Por Kayk Oliveira
Desde o início do segundo mandato do Governo Dilma Rousseff, temos
acompanhado uma sequência de pautas polêmicas entrarem em votação no congresso
nacional. Recapitulando, foi matéria de votação a redução da maioridade penal, o
projeto de lei que amplia de maneira irrestrita a terceirização, a renegociação
do índice de correção das
dívidas estaduais e municipais com
a União – que na prática força Dilma reduzir as dívidas dos Estados, gerando
menor arrecadação para União e, consequentemente, menor investimento do Governo
Federal em serviços essenciais para população. Nesse momento, o que assombra o
campo progressista e os profissionais de saúde diz respeito à proposta de
emenda constitucional (PEC 451/2014) de autoria do presidente da câmara, sempre ele, Eduardo Cunha PMDB
– RJ. A respectiva emenda traz para o cenário social duas questões vitais para
manutenção da democracia no Brasil: a primeira concerne ao investimento e
financiamento do SUS; a segunda toca o financiamento privado de campanha e o
condicionamento do debate acerca das políticas públicas.
A PEC 451/2014
apresenta nas suas entrelinhas um discurso
que soa ao cidadão brasileiro como canto da sereia. Dito diretamente, a emenda
propõe que toda empresa seja obrigada a pagar planos de saúde privados para
seus funcionários. Seria lindo se a lógica subjacente à PEC não
fosse tão perversa. Antes de explicitá-la, é interessante introduzir duas
questões para reflexão: Quem perde com a PEC 451/2014? Quem ganha com a PEC
451/2014? Começamos pela segunda: ganham os planos de saúde que terão o quadro
de clientes inflado. A rigor, os planos de saúde, como demonstrado e alertado
por Passos[1]
em artigo publicado na revista Cartamaior,
foram responsáveis pela doação de 52 milhões de reais para 131 candidaturas de
23 partidos políticos e, em particular, pela doação de 250.000 mil reais –
Bradesco Saúde – á candidatura de Eduardo Cunha autor da
proposta de emenda constitucional.

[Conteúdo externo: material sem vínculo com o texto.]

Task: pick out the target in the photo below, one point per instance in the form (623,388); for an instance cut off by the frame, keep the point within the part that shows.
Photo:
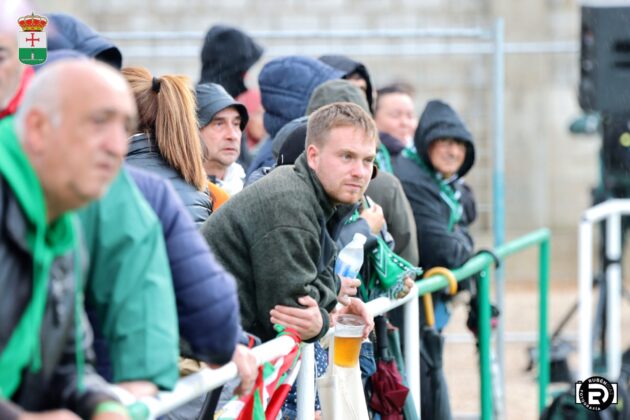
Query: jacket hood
(286,85)
(226,55)
(212,98)
(68,32)
(290,141)
(439,121)
(349,66)
(336,91)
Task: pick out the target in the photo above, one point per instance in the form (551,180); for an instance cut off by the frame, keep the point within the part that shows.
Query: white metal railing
(610,210)
(206,380)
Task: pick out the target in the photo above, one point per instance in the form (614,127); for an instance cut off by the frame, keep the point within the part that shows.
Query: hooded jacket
(68,32)
(438,245)
(350,67)
(286,85)
(144,154)
(226,55)
(336,91)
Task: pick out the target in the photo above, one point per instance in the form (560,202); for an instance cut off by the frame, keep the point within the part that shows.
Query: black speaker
(605,59)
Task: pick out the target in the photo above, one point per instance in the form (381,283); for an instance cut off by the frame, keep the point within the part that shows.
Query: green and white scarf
(448,194)
(46,242)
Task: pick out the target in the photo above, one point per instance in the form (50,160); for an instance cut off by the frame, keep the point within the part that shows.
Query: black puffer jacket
(144,154)
(438,246)
(226,55)
(55,385)
(351,67)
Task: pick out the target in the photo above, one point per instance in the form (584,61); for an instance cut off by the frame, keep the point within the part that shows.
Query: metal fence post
(543,339)
(585,261)
(613,295)
(498,185)
(412,347)
(484,329)
(306,384)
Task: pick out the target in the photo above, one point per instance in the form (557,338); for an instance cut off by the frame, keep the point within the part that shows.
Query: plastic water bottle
(350,258)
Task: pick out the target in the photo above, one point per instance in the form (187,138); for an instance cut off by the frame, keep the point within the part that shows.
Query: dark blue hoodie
(68,32)
(286,85)
(438,245)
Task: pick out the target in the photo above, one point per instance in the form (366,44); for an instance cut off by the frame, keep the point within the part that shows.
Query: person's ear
(312,156)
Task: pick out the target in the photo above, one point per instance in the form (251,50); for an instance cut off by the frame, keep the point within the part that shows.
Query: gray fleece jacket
(276,238)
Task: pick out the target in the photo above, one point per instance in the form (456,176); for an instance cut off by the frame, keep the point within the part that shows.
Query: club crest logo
(32,46)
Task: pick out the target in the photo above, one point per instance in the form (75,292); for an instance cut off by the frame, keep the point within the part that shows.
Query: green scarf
(447,192)
(384,159)
(46,242)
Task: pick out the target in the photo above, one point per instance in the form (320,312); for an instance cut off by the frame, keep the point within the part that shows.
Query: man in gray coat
(277,236)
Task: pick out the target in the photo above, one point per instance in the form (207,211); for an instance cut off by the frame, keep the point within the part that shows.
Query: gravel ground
(521,318)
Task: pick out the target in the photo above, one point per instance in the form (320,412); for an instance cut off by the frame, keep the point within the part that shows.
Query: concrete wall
(549,173)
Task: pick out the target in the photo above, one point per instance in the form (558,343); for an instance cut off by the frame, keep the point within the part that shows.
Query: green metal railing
(481,264)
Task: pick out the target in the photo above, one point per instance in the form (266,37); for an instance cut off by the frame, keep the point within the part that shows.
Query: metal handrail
(208,379)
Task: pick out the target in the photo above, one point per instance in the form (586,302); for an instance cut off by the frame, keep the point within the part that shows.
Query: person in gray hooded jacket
(443,207)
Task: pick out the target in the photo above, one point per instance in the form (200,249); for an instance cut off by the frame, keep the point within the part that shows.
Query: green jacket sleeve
(129,285)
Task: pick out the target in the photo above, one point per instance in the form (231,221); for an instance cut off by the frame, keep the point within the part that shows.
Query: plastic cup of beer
(348,338)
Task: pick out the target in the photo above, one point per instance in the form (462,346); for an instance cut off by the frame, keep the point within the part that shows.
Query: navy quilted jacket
(207,304)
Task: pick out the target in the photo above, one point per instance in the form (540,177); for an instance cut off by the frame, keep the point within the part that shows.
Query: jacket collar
(310,177)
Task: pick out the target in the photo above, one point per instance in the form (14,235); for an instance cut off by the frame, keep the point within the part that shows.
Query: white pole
(613,296)
(412,347)
(306,384)
(585,261)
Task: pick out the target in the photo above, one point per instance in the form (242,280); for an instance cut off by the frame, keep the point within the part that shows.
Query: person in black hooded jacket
(443,205)
(356,73)
(66,32)
(227,54)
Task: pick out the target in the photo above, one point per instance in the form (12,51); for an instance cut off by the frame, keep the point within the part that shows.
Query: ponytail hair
(167,110)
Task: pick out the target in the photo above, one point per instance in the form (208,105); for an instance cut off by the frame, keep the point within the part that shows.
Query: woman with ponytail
(168,142)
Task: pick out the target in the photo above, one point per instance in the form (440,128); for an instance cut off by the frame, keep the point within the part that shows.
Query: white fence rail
(611,211)
(206,380)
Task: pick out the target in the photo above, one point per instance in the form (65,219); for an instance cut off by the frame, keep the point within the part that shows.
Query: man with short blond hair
(277,235)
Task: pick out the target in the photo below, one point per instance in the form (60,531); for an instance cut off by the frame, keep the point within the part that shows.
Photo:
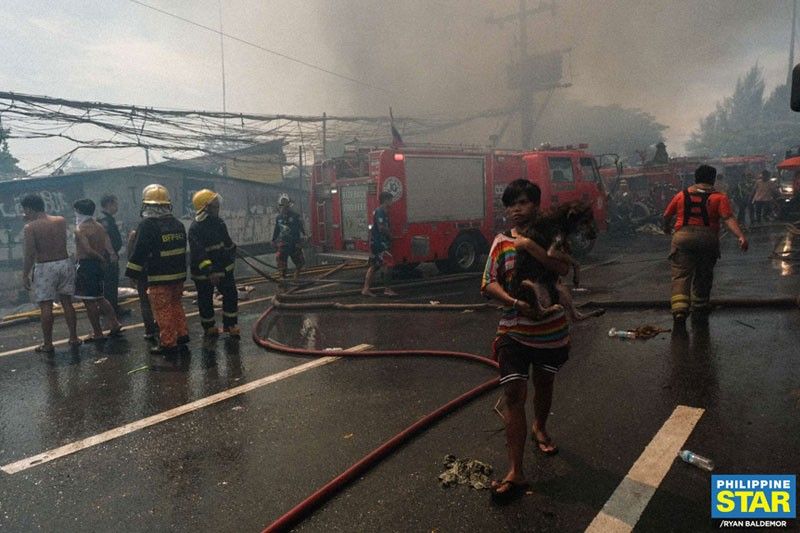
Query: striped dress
(551,332)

Diante desse cenário, cabe retomar a
primeira questão para afirmar que quem perde com a PEC são os cidadãos
brasileiros uma vez que o Estado é desobrigado a investir no SUS, impedindo atendimento
de qualidade para população e fragilizando ainda mais sua política de
financiamento cujas estruturas foram profundamente abaladas desde a perda dos
40 bilhões de reais ocasionados pela derrubada da CPMF – ainda no governo Lula
2008.
O que essa lógica de proposição de emenda constitucional apresentada por
Cunha esconde são os fundamentos que regulam o funcionamento do congresso
nacional e as variáveis que pautam e condicionam o debate acerca das políticas
públicas no país. De maneira mais específica, a grande maioria dos políticos
tem campanhas financiadas por empresas privadas. Ora, não há doação privada de
recursos desinteressada. Após eleito, chegam a fatura e as exigências aos
políticos por parte dos financiadores. Esse é apenas um dos aspectos
da estrutura de corrupção no Brasil. Nessa lógica, nos interessa enfatizar o
quanto que o financiamento privado pauta e orienta os debates acerca das
políticas públicas no país. No caso de Eduardo Cunha o exemplo é claro, teve a
campanha financiada pelo Bradesco Saúde e tem desde então encabeçado o
movimento em favor do desmantelamento do SUS. Lógica nociva que prioriza o
interesse privado em detrimento do púbico.
Por fim, cabe
destacar que toda essa problemática salienta uma vez mais a importância de se
debater e defender uma urgente reforma política. A proibição do financiamento
privado de campanha e, em contrapartida, a revindicação em favor do
financiamento público são bandeiras das quais os profissionais de saúde não
podem se furtar. Essa clareza e disposição para travar o debate nos diferentes
espaços que cada um ocupa fornece o melhor antídoto contra todo um discurso que
vem se desenvolvendo no Brasil e que ameaça conquistas e direitos históricos.
Se consolidar os avanços sociais dos últimos anos tem sido um desafio cotidiano
do povo brasileiro, é certo também que retroceder não deve fazer parte dos
planos, jamais. Em meio a esse cenário de interesses antagônicos, a democracia
precisa ser defendida em vista da radicalização e manutenção dos direitos.